L’oubli de l‘étranger
Les caisses de pension pourraient cependant résoudre ce problème elles-mêmes ; elles pourraient créer un fonds et ainsi offrir une solution aux problèmes de taille et de compétences. Qu’elles ne le fassent pas n’est pas obligatoirement l’expression d’un manque d’attitude entrepreneuriale auquel il faut répondre par une initiative étatique, mais plutôt l’expression d’un manque de possibilités d’investissements. Cela indique une évidence anecdotique : il ne manque pas de capital, mais de projets. Et certaines conditions-cadres constituent aussi des obstacles. Ainsi, la possibilité de reporter des dettes sur 15 ou 20 ans plutôt que seulement 7 est nécessaire. Et les caisses de pension montreraient plus de propension au risque si les investissements en capital-risque pouvaient être comptabilisés à plus long terme au prix coûtant, car ils prennent souvent plus de dix ans avant de renouer avec les bénéfices, atteignant alors occasionnellement de très hauts rendements.

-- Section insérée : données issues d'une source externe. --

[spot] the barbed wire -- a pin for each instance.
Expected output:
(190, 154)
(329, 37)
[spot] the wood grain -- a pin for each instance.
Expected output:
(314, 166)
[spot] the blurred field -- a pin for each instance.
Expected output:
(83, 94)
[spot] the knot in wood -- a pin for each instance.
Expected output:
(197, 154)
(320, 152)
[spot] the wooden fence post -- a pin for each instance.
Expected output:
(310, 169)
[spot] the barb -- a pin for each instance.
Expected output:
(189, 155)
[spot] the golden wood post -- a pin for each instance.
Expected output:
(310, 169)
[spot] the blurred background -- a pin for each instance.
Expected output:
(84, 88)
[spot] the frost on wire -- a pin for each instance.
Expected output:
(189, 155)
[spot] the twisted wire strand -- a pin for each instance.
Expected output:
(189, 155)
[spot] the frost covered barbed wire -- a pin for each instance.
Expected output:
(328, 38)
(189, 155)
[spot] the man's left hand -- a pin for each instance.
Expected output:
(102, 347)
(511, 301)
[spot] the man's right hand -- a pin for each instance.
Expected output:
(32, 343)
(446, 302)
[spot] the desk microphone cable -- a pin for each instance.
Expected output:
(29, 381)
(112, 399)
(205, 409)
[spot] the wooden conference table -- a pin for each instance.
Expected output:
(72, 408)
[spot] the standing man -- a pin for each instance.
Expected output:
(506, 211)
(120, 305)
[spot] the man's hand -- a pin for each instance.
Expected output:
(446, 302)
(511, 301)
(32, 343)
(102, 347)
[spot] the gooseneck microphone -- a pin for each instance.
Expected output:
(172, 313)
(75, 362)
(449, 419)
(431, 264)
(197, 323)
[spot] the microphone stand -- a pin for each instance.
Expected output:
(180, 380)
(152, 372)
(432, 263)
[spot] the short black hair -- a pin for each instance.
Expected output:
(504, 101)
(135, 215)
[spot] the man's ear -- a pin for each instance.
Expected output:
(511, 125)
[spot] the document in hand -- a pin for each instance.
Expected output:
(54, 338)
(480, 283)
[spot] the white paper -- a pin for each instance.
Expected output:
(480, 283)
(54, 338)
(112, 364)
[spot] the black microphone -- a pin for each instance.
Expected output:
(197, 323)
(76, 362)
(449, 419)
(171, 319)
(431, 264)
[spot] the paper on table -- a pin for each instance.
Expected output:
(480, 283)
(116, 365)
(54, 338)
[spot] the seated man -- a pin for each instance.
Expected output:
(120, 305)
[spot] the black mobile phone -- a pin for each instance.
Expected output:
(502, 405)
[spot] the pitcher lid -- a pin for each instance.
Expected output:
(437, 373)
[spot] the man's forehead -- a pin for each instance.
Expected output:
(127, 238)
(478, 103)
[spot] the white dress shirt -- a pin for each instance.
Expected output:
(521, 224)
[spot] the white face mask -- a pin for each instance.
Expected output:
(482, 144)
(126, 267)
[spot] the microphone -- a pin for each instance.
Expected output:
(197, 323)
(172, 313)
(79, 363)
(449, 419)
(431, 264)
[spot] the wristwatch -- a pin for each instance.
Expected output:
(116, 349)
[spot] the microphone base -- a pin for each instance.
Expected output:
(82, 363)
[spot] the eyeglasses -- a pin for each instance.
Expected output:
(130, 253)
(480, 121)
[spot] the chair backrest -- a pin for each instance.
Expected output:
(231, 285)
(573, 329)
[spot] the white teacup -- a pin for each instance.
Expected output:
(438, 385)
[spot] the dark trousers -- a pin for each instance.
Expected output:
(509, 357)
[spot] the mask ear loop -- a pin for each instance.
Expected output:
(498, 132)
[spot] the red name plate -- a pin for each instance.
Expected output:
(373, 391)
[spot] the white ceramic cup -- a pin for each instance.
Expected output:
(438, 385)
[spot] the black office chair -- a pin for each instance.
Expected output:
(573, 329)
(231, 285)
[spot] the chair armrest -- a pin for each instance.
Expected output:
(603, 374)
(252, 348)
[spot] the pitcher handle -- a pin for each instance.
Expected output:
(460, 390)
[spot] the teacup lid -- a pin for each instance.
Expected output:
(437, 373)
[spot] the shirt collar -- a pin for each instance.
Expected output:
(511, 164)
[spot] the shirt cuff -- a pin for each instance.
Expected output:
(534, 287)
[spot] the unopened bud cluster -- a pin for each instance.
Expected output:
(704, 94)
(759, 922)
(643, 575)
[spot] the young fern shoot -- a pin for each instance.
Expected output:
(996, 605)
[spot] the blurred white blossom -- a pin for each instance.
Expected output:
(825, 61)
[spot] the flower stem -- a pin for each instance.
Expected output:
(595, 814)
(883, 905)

Sur un point, l’idée d’un fonds pour l’avenir ne va pas assez loin. S’il s’agit de sécuriser les retraites, les caisses de pension devraient justement investir où la croissance et le progrès se trouvent. Ce ne sont pas les économies mûres. Limiter un fonds pour l’avenir au seul petit marché suisse n’a pas beaucoup de sens.

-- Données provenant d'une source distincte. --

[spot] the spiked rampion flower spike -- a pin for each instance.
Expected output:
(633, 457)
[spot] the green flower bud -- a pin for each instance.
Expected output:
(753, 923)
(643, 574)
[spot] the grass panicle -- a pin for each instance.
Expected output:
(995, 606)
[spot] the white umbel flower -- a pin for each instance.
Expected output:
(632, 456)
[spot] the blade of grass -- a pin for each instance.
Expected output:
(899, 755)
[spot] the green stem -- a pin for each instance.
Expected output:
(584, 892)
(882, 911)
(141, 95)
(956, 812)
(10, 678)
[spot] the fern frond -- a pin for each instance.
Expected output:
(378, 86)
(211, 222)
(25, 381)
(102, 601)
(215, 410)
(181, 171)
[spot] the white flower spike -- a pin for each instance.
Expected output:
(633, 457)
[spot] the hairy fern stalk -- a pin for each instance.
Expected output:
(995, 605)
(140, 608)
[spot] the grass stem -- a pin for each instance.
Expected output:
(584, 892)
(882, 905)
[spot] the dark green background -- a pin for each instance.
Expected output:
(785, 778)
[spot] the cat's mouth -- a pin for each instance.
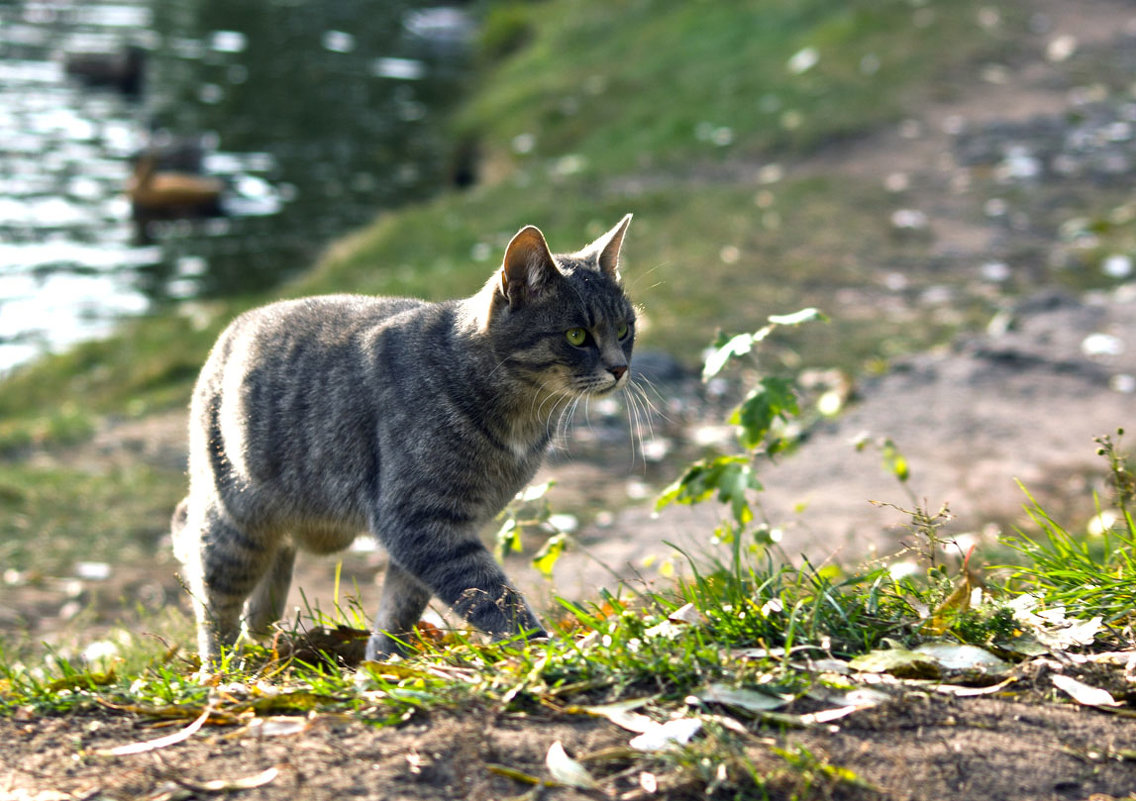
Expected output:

La garantie des retraites par l’introduction de davantage de risques dans le cadre d’un fonds pour l’avenir est donc une bonne idée, tant que l’on veille à trois points. Il faut premièrement laisser le choix aux caisses de pension de participer ou non à un tel fonds. Deuxièmement, les investissements du fonds ne devraient pas être limités à la Suisse, mais devraient se faire aussi à l’étranger. Et, troisièmement, l’Etat devrait avant tout établir des conditions-cadres légales qui fassent en sorte que la prise de risque vaille la peine pour les entrepreneurs de start-ups, les caisses de pension, et ainsi les assurés.
Cet article a été publié dans la «Neue Zürcher Zeitung» du 27 juin 2015. Avec l’aimable autorisation de la Neue Zürcher Zeitung.